It is in these opening moments that Nurse Betty may appear as a middling rom-com vehicle, with Betty as the proverbial small-town girl complimented by a score of gentle woodwinds. However, nothing is stock in this offbeat black comedy, and Zellweger makes sure of it with her sensitive performance, depicting Betty’s parochial quirk in a way that’s endearing rather than patronising.

Then, in its nineteenth minute, any illusion of softness is positively shattered when Betty’s husband Del (Aaron Eckhart) is fatally brutalised by hitmen Charlie (Morgan Freeman) and Wesley (Chris Rock). It is a shocking moment that won’t be elaborated here, but let’s just say that it would resonate with the ghost of George Custer.

Del feels like a relative of Eckhart’s character Chad from In The Company of Men. However, whereas Chad is an evil predator, Del’s just a total jerk off. He’s crass, unfaithful and sports a horrendous mullet, although he does make a valid point about A Reason to Love, “soaps are for people with no lives watching fake lives.”

Needless to say, this is the beginning and end of Del’s wisdom. His latest mistake is supplementing his income by selling drugs, a trade that has life-shortening consequences for double-dealing chumps like Del, whose dodgy deal has brought two hitmen into his living room.

Betty is in the house during Charlie and Wesley’s interrogation, but she is too engrossed in A Reason to Love for the commotion to register. She only peers through the door as Del meets his viciously grisly end, causing her such shock that her psyche retreats into a post-traumatic fugue state.

Suddenly, Betty is a blank slate, convinced that she is a nurse and the former fiancée of Dr. David Ravell. Without telling anyone, she packs her belongings and leaves for Los Angeles in a Buick LaSabre, confident that she can rekindle her engagement to Ravell.

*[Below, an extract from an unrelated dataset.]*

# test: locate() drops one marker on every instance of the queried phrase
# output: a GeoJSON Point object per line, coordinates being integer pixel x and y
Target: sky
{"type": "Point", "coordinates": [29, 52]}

With Betty now AWOL, we’re introduced to Charlie and Wesley, who sleuth through the Midwest on her tail. They’re familiar characters with a typical veteran-rookie dynamic. Yet Freeman and Rock share real chemistry. There is some snap and fluency to their dialogue, which usually consists of toing and froing about Wesley’s impetuousness or Charlie’s crush on Betty. “Nutty as my shit after I eat an almond roca!” exclaims Wesley, exasperated by what he sees as Charlie’s sentimental conjecture.

The characters are lifted from triteness by the dialogue’s dark wit and the actor’s skilful performances. Rock puts that shrill, ranting energy of his stand-up routines to good use, while Freeman, of course, does sagacious badass better than just about anyone.

In Los Angeles, Betty’s life unravels in the most improbable ways, but it is unpredictable, entertainingly so, and it is balanced by the character’s bemusement. The earnest romance of Betty’s delusion puts her in many awkward situations as other characters gauge whether she’s joking or if she’s mad. We even get placed in the delusion ourselves, with cloying close-ups and overwrought music that pastiche the soap opera genre. It’s all fun and cringeworthy in equal measure.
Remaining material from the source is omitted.